With all that said, I still enjoy the Draco. The feeling of working the action, the way an AK mag locks into the gun, and even the sound the safety makes as it slides onto fire. There is something about an AK no other gun has replicated.
Embracing the Draco
Rap music lyrics rarely express the safe and legal use of firearms. But even though that’s true, neither does any other music genre. Toby Keith has a country song about a biker outlaw shooting it out with the cops.
Gun nuts (and I say that as one) love movies like John Wick and Heat, and neither of those show the safe and legal use of firearms either. Separating fantasy from reality isn’t hard to do, and while the music might not be for you, the guns and the right to keep them should be.
The Draco has become hip hops chosen blaster, and the gun community should take note.
Every gun owner, regardless of the gun they own or the reason they own it, can be a second amendment activist and help guarantee the right to keep and bear arms remains intact.
adding that stock on the draco can get you in real trouble too especially pasting it all over the web lol .i had one-it’s a range toy
It’s a wrist brace. Not a stock.
yep and tell that to the ATF messing with AR pistols and are now considering them as SBR
I think you are very uninformed regarding the current legality of pistol braces, SBRS, and pistols. This is an embarrassing display of ignorance.
Hello, Travis
I’ve got a few Draco’s, been messin’ with ’em since they came out, (and long before the rap world figured out how fun they are) SBR’d a couple, that was before the SB “arm brace” change, and had grins with the mini and micro variants as well. That micro isn’t as reliable as its two longer barrel brothers, but it makes up for it with a helluva fireball, particularly with my hot handloads.

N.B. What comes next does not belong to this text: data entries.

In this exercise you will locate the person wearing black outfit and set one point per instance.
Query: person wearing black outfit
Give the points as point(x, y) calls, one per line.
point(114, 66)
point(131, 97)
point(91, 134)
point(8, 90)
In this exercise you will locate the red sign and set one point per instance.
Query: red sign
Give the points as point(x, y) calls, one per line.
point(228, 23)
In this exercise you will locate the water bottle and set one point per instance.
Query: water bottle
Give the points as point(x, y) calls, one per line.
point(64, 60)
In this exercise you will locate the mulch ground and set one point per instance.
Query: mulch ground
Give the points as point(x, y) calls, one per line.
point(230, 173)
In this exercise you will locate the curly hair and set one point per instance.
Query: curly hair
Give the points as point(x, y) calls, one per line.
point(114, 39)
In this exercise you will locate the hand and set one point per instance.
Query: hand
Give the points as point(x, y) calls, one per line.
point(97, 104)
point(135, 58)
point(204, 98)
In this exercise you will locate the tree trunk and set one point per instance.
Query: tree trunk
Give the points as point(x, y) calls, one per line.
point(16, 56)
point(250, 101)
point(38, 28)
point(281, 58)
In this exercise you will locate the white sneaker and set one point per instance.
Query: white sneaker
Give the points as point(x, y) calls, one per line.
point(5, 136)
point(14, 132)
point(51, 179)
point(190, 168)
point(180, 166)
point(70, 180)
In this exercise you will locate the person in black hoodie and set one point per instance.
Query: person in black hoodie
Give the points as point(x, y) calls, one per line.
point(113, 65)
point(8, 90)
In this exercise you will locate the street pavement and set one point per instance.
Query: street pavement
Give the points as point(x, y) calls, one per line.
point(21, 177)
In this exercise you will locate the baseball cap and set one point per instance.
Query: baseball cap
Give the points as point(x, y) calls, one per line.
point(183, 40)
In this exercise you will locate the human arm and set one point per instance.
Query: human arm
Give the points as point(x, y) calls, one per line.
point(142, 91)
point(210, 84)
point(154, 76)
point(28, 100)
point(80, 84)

A notched safety for bolt hold open is valuable, the muzzle threads are easily accessible, I run mine with a Red Jacket Firearms suppressor (lots of history there…) and Midwest Industries railed gas tubes (M92?) so a red dot can be reliably mounted. The rear trunnion (receiver plate) comes from an under-folder, it’s at least 1/8″ (3mm) thick, and will easily support a threaded rifle buttstock or arm-brace adapter. A Red Star fully adjustable FCG really helps. I usually lose the plastic grip pretty quickly and go with a Magpul as well. The 20 round “tanker” mags seem to be a better balance, to me. Word was when they first came out that they were made on the same production line as the ones destined for the Romanian police, or militia or whatever, and got taken off the line just prior to the sear and fun-switch installation. They do have the “X” and “Y” stamps on the left side. Two nice things about shorty AK’s is that they can be fitted with a folding stock (no gas tube) and the velocity stays pretty true until you get shorter than 10″. Can’t say that about an AR. A folded mini-Draco and a folded 8″ Tromix shottie are a pretty formidable pair of fairly concealable weapons, in my opinion.
I like the scratched on graffiti emblazoned on the Draco (“This machine kills commies”).